November 13 – Ecologies of Urban Farming and Community – Panel Discussion
York Hall 190 (next to the Theatre @ Glendon)

Our Guests:
Meagan Dellavilla, Aanjiktigaan
Karen Houle, ART + SOIL + COLLECTIVE
Cheyenne Sundance, Sundance Harvest
Nicolas (Nico) Cabal, Glandon College Student and Glendon Community Garden Coordinator

Meagan Dellavilla (she/her) is part of a collective caring for Aanjiktigaan, a garden in Toronto’s west end that serves as a space for people to (re)connect with the land and each other. When she doesn’t have her hands in the soil, she works for a non-profit developing food-focused health promotion programs. 

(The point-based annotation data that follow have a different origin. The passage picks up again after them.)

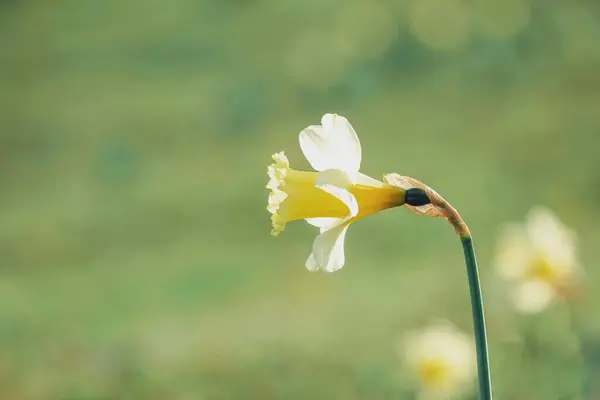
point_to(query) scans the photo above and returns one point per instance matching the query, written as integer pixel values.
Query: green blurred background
(135, 255)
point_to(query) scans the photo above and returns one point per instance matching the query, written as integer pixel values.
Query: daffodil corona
(331, 197)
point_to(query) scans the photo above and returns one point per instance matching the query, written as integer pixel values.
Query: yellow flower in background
(331, 198)
(539, 259)
(441, 359)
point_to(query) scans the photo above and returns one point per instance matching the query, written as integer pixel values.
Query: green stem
(483, 367)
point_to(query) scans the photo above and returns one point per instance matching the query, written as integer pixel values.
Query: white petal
(334, 144)
(311, 263)
(366, 180)
(533, 296)
(328, 250)
(337, 183)
(324, 223)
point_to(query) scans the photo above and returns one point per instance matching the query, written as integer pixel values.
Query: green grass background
(135, 256)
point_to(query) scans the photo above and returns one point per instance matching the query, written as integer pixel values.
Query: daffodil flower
(441, 359)
(331, 197)
(538, 258)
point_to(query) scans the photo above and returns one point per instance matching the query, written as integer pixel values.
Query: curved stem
(483, 367)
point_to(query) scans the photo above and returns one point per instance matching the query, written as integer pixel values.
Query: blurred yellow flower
(441, 359)
(332, 198)
(539, 259)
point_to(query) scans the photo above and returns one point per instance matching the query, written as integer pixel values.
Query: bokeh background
(135, 255)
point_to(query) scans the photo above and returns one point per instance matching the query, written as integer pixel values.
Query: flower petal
(328, 250)
(324, 223)
(337, 183)
(334, 144)
(366, 180)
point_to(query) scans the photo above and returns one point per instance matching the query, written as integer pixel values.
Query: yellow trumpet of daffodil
(441, 359)
(331, 197)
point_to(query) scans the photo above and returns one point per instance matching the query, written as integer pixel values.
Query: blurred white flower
(538, 258)
(331, 198)
(442, 361)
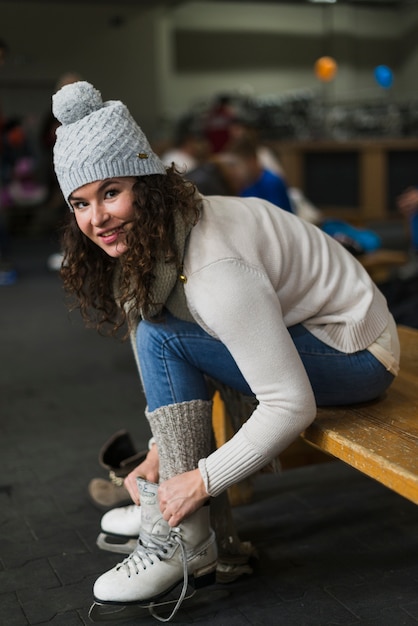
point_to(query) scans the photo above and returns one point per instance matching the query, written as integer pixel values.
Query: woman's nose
(98, 214)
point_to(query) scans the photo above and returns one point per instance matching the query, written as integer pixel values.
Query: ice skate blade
(115, 543)
(116, 612)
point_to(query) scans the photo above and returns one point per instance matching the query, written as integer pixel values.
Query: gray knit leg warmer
(183, 434)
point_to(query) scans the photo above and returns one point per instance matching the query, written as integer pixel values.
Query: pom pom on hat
(97, 140)
(75, 101)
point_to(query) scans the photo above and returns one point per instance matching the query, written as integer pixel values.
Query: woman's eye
(77, 206)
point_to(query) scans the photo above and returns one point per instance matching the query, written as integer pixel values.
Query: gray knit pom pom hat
(97, 140)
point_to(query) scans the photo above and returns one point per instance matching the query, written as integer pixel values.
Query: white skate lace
(150, 548)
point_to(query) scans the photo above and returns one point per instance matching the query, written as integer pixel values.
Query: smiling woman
(210, 287)
(104, 210)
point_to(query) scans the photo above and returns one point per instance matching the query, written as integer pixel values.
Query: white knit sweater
(252, 271)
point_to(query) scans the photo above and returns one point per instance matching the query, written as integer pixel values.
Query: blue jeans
(175, 356)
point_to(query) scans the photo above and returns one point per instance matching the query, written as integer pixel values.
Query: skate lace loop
(150, 548)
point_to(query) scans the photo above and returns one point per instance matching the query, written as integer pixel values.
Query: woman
(214, 287)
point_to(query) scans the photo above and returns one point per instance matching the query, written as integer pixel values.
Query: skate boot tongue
(152, 523)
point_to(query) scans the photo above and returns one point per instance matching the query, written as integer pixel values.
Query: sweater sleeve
(236, 303)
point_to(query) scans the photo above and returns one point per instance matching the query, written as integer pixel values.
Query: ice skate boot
(165, 558)
(120, 529)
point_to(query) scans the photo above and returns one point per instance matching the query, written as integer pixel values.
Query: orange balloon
(325, 68)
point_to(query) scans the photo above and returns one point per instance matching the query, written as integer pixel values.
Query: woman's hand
(182, 495)
(148, 469)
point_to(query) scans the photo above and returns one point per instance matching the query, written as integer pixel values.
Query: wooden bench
(378, 438)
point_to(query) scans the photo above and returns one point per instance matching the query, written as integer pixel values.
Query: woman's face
(104, 212)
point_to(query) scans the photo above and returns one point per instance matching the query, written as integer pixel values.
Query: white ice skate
(120, 529)
(164, 559)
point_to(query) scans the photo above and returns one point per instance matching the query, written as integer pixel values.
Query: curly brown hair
(89, 274)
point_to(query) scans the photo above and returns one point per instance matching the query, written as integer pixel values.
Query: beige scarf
(168, 288)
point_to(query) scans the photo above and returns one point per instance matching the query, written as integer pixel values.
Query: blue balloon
(383, 75)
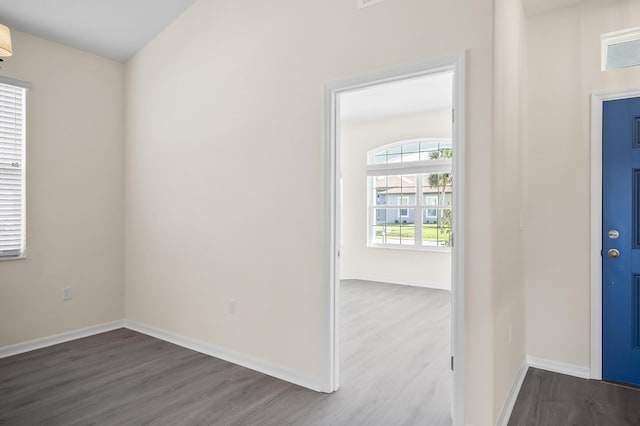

Dr. Karen (Kéké) Houle is a recently retired Philosophy Professor at the University of Guelph. At this point in life Kéké is hellbent on using her acquired social capital + white-skin privilege + a mittful of practical skills, blended with the attitude of “not giving a shit what people [think] anymore,” to create and inspire joyful and artful hyper-local socioecological post-humanist land-based projects.
All of Houle’s 6 projects fall under the umbrella of “The Art of Soil Collective” ART + SOIL + COLLECTIVE (where “collective” does not mean just humans in a bunch, doing human-stuff for humans). Water. Soil. Street-Art. Urban Farming. Worms. Fungi. https://artofsoil.ca/

Cheyenne Sundance is a greens and squash farmer who sells wholesale in Ontario. Cheyenne started Sundance Harvest, an ecological farm in southwestern Ontario in 2019. With a strong interest in incubators, community land trust and cooperative farming she co-founded Sundance Commons, a non-profit that provides the tools, long-term land access, markets, and training for new farmers historically-excluded from the agricultural sector. Sundance Commons provides all these resources at no cost to new farmers and aligns with the spirit of community land trusts. Aside from farming, Cheyenne likes puppet theatre and dancing at discotheques.

Nicolas (Nico) Cabal is an international studies student at Glendon College and most recently a production farmer growing greenhouse tomatoes at Downsview park through Sundance Harvest’s incubator program. He has been the part time coordinator for the Glendon Community Garden since 2021. His obsessions include fruit, picnics with loved ones, and dreaming about agroecological abundance.